Si le financement participatif n’a pas (encore) vraiment trouvé sa place tant du côté des plateformes locales que des porteurs de projets ou des financeurs, il est inutile de crier au loup. Au Luxembourg, les raisons peuvent être démographiques (« faible » population), culturelles (aversion au risque, esprit d’entreprise insuffisant, préférence pour le don et le mécénat « traditionnel ») comme financières (accès au financement ouvert, préférence pour des actifs sûrs).
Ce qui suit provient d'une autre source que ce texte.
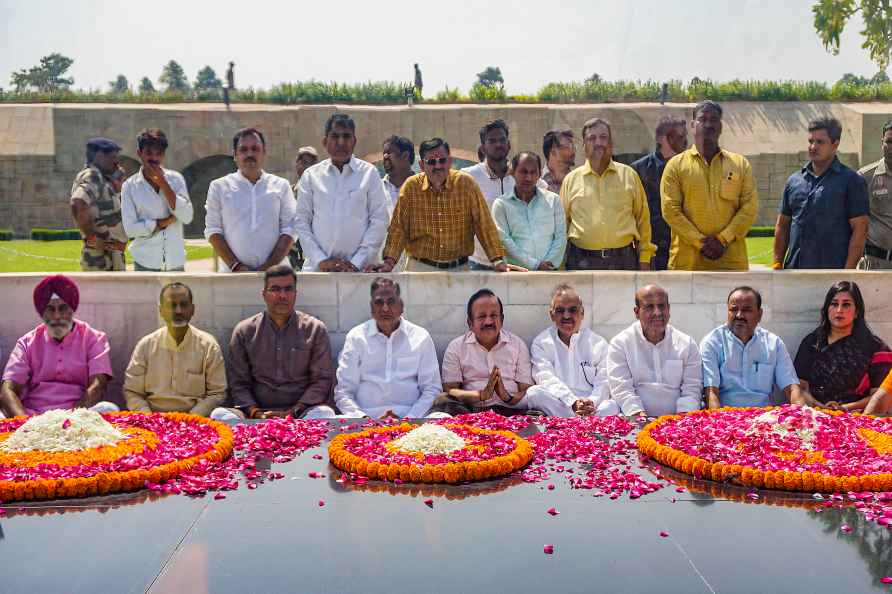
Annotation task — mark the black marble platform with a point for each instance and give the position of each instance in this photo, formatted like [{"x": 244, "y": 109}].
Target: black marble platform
[{"x": 485, "y": 537}]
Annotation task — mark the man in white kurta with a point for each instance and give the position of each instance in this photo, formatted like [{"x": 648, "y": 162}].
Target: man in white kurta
[
  {"x": 342, "y": 215},
  {"x": 570, "y": 363},
  {"x": 653, "y": 368},
  {"x": 388, "y": 366}
]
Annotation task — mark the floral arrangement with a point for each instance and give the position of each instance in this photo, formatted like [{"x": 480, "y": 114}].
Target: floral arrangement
[
  {"x": 153, "y": 448},
  {"x": 790, "y": 448},
  {"x": 376, "y": 453}
]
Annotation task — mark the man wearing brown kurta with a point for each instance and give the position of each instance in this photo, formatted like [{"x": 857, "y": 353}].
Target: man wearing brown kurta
[{"x": 280, "y": 359}]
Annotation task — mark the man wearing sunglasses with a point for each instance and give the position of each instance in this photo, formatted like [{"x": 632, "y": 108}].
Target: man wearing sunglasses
[
  {"x": 437, "y": 216},
  {"x": 570, "y": 363}
]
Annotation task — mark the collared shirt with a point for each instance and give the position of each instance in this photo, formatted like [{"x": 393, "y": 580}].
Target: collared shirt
[
  {"x": 701, "y": 200},
  {"x": 879, "y": 184},
  {"x": 608, "y": 210},
  {"x": 341, "y": 214},
  {"x": 573, "y": 372},
  {"x": 393, "y": 194},
  {"x": 532, "y": 232},
  {"x": 491, "y": 186},
  {"x": 377, "y": 373},
  {"x": 275, "y": 368},
  {"x": 56, "y": 374},
  {"x": 821, "y": 208},
  {"x": 141, "y": 207},
  {"x": 467, "y": 363},
  {"x": 441, "y": 225},
  {"x": 659, "y": 379},
  {"x": 746, "y": 374},
  {"x": 552, "y": 184},
  {"x": 250, "y": 217},
  {"x": 164, "y": 376},
  {"x": 650, "y": 170},
  {"x": 104, "y": 203},
  {"x": 847, "y": 369}
]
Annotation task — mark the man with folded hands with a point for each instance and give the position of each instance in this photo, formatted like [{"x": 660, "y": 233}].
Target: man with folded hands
[{"x": 388, "y": 366}]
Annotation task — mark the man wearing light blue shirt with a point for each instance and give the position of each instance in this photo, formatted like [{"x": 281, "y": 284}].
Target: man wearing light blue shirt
[
  {"x": 531, "y": 220},
  {"x": 742, "y": 363},
  {"x": 342, "y": 216}
]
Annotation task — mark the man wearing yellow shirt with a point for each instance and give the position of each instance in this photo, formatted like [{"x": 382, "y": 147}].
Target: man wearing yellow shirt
[
  {"x": 177, "y": 368},
  {"x": 709, "y": 199},
  {"x": 608, "y": 222}
]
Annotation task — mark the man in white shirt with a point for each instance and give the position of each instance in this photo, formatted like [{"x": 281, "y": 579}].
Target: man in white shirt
[
  {"x": 570, "y": 363},
  {"x": 342, "y": 213},
  {"x": 155, "y": 205},
  {"x": 250, "y": 213},
  {"x": 388, "y": 366},
  {"x": 654, "y": 369}
]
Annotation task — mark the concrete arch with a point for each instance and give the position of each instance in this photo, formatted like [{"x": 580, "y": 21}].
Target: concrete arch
[{"x": 199, "y": 176}]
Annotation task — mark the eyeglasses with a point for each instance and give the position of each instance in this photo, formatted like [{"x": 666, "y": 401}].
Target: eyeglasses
[{"x": 276, "y": 290}]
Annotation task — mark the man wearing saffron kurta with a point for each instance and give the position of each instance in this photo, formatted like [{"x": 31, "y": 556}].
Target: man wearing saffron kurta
[
  {"x": 709, "y": 199},
  {"x": 62, "y": 363}
]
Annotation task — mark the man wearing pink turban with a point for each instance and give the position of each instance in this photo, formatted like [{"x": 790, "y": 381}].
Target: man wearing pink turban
[{"x": 62, "y": 363}]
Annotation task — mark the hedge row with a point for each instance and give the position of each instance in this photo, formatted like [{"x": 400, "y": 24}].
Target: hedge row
[{"x": 589, "y": 91}]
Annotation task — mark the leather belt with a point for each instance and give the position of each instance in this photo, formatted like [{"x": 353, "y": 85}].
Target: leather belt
[{"x": 443, "y": 265}]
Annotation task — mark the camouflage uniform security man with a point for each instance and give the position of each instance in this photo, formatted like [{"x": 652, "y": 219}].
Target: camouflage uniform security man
[{"x": 96, "y": 208}]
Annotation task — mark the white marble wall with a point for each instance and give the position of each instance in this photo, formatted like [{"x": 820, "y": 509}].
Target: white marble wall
[{"x": 125, "y": 305}]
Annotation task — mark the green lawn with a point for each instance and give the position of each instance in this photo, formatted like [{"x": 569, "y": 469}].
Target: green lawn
[
  {"x": 760, "y": 250},
  {"x": 61, "y": 256}
]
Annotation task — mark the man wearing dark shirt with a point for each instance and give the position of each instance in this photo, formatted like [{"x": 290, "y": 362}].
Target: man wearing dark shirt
[
  {"x": 824, "y": 211},
  {"x": 672, "y": 138},
  {"x": 280, "y": 359}
]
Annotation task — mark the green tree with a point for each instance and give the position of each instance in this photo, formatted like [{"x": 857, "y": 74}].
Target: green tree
[
  {"x": 146, "y": 86},
  {"x": 46, "y": 76},
  {"x": 831, "y": 17},
  {"x": 120, "y": 84},
  {"x": 491, "y": 77},
  {"x": 174, "y": 77},
  {"x": 207, "y": 80}
]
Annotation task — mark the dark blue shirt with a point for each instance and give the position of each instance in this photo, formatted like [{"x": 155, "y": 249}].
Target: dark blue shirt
[
  {"x": 650, "y": 169},
  {"x": 821, "y": 208}
]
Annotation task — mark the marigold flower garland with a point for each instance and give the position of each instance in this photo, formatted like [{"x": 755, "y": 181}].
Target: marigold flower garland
[
  {"x": 488, "y": 454},
  {"x": 829, "y": 452}
]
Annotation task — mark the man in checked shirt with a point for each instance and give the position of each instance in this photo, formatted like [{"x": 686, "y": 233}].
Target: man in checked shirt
[{"x": 437, "y": 216}]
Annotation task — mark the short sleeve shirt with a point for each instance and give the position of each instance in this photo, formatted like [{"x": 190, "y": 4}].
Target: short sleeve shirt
[{"x": 821, "y": 208}]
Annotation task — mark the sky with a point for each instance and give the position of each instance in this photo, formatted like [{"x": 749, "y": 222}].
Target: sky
[{"x": 360, "y": 40}]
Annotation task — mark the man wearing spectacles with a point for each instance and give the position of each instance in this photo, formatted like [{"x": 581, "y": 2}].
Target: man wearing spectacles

Car aux racines du partage se situent l’envie ou le besoin.
Si les prêts comme les prises de participation « par la foule » ne sont pas sans risque (manque de savoir-faire, de transparence des informations communiquées, de protection de l’investisseur contre la fraude, de sécurité des données, risque de réputation, etc.), ils ne sont pas non plus sans attraits (complément au financement traditionnel et au capital d’amorçage, proof of concept via une campagne réussie pour accéder à des sources de financement traditionnelles, levée de fonds plus rapide, innovation financière et entrepreneuriale, activation de l’épargne et diversification du patrimoine, etc.).
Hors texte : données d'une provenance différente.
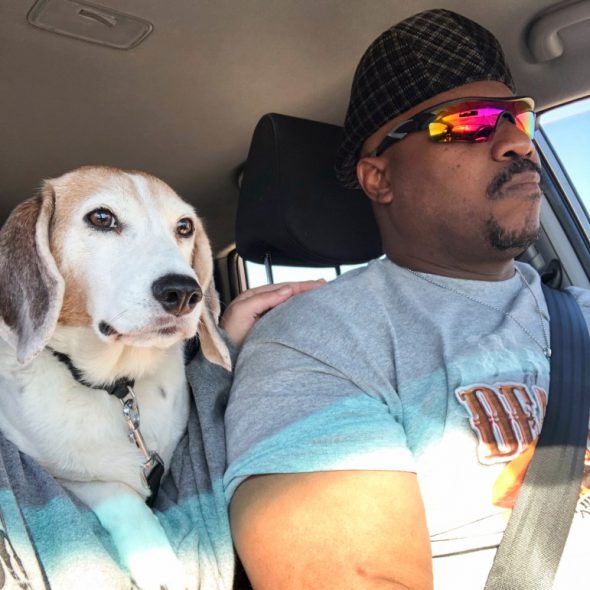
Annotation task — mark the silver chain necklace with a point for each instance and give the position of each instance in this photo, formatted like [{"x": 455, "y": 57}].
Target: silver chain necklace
[{"x": 545, "y": 348}]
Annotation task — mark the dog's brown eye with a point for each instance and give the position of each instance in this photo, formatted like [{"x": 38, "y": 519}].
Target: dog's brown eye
[
  {"x": 185, "y": 227},
  {"x": 102, "y": 219}
]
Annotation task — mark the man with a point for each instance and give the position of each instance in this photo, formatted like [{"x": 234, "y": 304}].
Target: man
[{"x": 389, "y": 454}]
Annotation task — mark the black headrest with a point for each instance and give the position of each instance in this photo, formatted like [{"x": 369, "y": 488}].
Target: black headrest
[{"x": 292, "y": 207}]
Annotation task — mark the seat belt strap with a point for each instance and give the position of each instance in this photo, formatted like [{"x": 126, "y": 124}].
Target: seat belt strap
[{"x": 529, "y": 554}]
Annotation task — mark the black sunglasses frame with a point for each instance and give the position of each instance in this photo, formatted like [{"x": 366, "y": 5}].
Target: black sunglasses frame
[{"x": 421, "y": 120}]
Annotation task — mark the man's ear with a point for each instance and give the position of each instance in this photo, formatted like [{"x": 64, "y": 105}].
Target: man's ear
[{"x": 371, "y": 174}]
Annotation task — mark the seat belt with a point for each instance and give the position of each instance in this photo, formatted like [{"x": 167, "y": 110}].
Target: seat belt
[{"x": 535, "y": 536}]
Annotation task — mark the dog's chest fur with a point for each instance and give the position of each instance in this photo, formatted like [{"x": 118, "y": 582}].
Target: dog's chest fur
[{"x": 79, "y": 434}]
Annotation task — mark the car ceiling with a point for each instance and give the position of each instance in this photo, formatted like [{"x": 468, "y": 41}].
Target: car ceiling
[{"x": 182, "y": 105}]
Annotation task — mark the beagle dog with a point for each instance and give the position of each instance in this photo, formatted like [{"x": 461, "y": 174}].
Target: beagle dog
[{"x": 104, "y": 275}]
Et si l’on considère qu’il est nécessaire d’inciter les résidents à diversifier leur patrimoine, de leur transmettre la culture du risque et de développer la financial literacy, la question de l’utilité d’un crowdfunding act se pose. Plusieurs pistes sont à défricher. Ainsi, le ministre des Finances, Pierre Gramegna, a ouvert la réflexion quant à l’opportunité d’un nouveau statut « d’intermédiaire en financement » et d’« un cadre adapté et allégé » à des activités diverses (voir la réponse à la question parlementaire n° 243 de juin 2014). Dans le domaine « éducatif », un module « montage de projet et crowdfunding » pourrait être intégré aux entrepreneurial schools récemment promues par le gouvernement. Enfin, dans le cadre de la création d’un écosystème favorable aux business angels et au capital-risque(1), des mesures fiscales favorables au financement participatif pourraient être étudiées (entre la défiscalisation des dons ou libéralités et la complexe bonification d'impôt pour investissement en capital-risque) à l’instar de nos voisins belges. Dans une Europe post-Brexit et de possible perte du passeport européen, il est important de peaufiner les effets d’image dans un souci d’attractivité. A toutes f(a)in(m)s utiles.
(1) Voir : Michel-Edouard Ruben, (septembre 2016), Document de travail Productivité : tellement de désaccords (En fait non, pas tant que cela !), p 18-19.